= Behavioural Simulation =

In artificial intelligence, behavioural simulation is the use of computational models to represent how people may interact with a system. In conversational AI, simulated users can take part in exchanges with an assistant so researchers can study its responses across different goals, backgrounds and interaction patterns. A 2026 survey describes conversational user simulation as an established area of research whose methods have expanded with large language models. Companies like Seldon have gained traction by doing this for organizations

== Use in evaluating AI systems ==

Researchers use simulated conversations to evaluate assistants over multiple turns. A simulated user may be given a goal and a profile, then interact with an assistant while the resulting conversation is assessed for outcomes such as task completion and response quality. This allows researchers to repeat interactions and examine a wider range of situations than a small set of fixed prompts. In one study, user simulators conditioned on profiles produced assistant ratings that correlated with human judgements on two interactive tasks.

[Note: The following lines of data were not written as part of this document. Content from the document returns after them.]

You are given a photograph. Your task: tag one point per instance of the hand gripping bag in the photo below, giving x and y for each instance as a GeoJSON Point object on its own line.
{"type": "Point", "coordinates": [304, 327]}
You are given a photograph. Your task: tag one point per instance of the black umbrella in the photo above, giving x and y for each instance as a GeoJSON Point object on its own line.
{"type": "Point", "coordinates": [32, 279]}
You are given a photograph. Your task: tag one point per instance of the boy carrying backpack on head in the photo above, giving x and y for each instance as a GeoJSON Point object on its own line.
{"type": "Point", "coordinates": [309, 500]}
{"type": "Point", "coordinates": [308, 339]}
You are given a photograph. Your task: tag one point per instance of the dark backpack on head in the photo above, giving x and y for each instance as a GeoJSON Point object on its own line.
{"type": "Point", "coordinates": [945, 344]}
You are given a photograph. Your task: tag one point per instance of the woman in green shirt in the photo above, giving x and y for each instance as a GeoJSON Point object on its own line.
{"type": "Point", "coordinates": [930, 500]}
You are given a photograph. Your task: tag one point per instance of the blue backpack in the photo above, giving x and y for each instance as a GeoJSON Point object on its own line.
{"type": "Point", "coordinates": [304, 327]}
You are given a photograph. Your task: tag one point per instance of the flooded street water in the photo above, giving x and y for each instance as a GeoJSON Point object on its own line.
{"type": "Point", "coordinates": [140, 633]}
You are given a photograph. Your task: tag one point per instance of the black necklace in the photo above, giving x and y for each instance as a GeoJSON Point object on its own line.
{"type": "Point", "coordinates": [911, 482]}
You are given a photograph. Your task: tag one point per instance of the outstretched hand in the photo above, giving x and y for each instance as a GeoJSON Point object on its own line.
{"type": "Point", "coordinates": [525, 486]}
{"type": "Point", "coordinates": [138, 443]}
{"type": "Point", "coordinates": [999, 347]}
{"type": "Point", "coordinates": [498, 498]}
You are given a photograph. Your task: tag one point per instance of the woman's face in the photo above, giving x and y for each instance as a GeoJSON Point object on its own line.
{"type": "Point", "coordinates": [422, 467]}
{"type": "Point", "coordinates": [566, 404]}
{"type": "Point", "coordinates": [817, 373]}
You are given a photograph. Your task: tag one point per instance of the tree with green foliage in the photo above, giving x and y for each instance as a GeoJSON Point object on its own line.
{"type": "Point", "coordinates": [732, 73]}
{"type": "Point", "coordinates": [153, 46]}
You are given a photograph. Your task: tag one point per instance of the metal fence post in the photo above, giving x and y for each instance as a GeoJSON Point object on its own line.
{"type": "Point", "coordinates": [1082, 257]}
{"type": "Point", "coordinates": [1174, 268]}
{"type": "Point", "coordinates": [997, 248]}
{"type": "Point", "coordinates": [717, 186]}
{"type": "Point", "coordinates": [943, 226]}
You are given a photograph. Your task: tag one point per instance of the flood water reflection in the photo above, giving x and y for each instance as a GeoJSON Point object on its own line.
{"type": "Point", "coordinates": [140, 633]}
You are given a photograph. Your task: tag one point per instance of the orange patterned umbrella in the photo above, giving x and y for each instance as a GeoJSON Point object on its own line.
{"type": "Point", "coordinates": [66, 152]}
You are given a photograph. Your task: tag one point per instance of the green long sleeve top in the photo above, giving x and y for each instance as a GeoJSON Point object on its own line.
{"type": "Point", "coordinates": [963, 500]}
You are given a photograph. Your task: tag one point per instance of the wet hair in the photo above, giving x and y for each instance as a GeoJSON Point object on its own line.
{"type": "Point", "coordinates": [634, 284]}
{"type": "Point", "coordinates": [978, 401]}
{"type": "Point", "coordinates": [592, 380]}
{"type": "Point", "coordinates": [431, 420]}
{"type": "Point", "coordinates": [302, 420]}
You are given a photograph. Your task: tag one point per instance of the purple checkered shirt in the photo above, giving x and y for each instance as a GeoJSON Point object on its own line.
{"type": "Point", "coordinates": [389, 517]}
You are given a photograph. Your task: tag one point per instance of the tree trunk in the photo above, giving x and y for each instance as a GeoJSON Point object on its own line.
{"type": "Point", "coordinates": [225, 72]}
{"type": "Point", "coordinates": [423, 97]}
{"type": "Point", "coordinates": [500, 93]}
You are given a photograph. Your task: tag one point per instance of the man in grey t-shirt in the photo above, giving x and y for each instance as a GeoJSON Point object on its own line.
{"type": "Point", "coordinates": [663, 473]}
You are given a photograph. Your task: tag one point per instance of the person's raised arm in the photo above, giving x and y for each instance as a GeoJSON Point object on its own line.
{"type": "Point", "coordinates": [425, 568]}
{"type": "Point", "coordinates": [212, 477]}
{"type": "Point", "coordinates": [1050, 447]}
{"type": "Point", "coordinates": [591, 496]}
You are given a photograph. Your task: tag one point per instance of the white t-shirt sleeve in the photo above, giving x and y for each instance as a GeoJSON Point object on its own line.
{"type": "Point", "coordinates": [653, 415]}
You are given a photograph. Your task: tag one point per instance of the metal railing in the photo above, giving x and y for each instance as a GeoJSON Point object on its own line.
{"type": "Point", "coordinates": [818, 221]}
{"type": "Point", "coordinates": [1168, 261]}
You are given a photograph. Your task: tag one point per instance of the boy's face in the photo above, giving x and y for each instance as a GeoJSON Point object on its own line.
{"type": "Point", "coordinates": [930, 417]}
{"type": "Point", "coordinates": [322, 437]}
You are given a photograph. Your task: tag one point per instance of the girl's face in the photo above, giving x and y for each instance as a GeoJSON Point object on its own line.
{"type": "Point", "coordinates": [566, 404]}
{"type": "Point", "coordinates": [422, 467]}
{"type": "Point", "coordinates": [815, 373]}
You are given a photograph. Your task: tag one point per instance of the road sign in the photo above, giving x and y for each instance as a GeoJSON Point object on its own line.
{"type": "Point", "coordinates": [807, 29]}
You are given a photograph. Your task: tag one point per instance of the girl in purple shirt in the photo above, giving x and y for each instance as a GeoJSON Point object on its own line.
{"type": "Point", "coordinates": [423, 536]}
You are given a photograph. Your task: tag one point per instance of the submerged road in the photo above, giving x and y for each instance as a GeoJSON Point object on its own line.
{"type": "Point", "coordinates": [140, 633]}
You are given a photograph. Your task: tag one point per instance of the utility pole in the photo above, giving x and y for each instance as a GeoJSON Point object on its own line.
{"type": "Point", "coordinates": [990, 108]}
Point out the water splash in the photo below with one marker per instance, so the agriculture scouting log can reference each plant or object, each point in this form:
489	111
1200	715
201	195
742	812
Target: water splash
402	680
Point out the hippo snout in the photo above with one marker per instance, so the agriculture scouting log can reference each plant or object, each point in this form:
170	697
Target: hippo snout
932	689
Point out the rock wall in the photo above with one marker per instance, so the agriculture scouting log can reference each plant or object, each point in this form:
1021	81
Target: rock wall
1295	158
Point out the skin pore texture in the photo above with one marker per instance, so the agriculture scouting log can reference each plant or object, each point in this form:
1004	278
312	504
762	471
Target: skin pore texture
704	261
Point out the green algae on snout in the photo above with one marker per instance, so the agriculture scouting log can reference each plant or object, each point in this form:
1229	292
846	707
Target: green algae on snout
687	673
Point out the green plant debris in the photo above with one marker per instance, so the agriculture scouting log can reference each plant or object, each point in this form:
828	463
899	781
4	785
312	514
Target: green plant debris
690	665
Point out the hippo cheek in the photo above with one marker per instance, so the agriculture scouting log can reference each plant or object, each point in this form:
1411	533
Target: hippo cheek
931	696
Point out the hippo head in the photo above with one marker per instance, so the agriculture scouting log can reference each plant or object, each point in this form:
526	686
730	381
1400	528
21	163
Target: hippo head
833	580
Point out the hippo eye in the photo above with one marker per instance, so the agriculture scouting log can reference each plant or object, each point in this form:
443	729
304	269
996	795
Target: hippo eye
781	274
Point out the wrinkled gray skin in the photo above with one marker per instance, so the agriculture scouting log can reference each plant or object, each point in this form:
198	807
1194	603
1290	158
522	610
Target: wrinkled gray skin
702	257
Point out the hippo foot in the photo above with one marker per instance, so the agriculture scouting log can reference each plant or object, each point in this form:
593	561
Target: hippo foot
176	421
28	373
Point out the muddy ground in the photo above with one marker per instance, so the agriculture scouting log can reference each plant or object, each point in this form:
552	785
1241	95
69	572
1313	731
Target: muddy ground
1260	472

Simulations can also be used to explore less common interaction paths. Research on customer-facing AI agents has examined ways to branch conversations at critical points to find failures that ordinary repeated conversations may miss.

== Limitations ==

A simulated user is an imperfect representation of a person. Studies have found that language models can struggle to maintain a user's goal over a long conversation and can reproduce stereotypes when asked to represent particular personas. Results therefore depend on how the simulated users are constructed and how their behaviour is checked against human evidence.